Gel ey Fehmi sen de Hakk’ı fehmeyle
Gör ne cevherler var vicdan içinde

Cenab-ı Hak, bir hadisi kudside “Ben yerlere göklere sığmam ancak mümin kulumun kalbine sığarım.” buyurmuştur. Vicdan, gayriyetten, masivadan arınmış ve Cenab-ı Hakk’ın evi olmuş, içerisinde Allah’tan başka hiç bir şeyin olmadığı bir gönüldür / kalbtir. İşte böyle bir vicdanla mümin olan kul, her bir tecellide Cenab-ı Hakk’ı görür, bu yüzden bütün tecelliler ona cevher olur.
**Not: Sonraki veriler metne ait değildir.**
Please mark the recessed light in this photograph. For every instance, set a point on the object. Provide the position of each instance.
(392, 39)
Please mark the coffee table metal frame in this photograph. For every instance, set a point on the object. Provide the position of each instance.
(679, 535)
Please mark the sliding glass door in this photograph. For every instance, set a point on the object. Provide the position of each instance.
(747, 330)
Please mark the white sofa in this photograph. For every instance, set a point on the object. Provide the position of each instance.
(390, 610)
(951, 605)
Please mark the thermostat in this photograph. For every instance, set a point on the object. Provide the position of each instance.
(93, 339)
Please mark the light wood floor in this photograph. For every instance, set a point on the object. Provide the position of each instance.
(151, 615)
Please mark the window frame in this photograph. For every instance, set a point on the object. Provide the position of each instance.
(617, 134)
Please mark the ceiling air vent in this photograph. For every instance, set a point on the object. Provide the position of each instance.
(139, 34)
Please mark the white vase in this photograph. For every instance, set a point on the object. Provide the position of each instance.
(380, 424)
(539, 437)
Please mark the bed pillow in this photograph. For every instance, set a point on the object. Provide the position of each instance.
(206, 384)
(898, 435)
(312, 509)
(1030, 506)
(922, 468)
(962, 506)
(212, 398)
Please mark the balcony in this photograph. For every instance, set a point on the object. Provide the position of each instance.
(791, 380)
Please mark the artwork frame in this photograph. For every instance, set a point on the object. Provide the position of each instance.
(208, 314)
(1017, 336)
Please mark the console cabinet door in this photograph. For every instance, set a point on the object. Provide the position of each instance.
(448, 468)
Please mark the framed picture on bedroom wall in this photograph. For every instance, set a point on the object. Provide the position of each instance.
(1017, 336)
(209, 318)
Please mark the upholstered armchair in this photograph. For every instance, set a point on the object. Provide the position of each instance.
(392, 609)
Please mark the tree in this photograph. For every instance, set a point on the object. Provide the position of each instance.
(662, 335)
Çünkü her tecellide Rabbin yüzü olan cemal ile zevklenir. Bunu beyanla Fehmi Efendi Hazretleri, kendini muhatap ederek bizlere “Hakk’a arif ol ve öyle bir kemalat elde et ki, sen de ehl-i vicdan olup, her tecellide Rabbin cemaliyle müşerref olmanın ilahi zevkine mazhar ol.” diyor.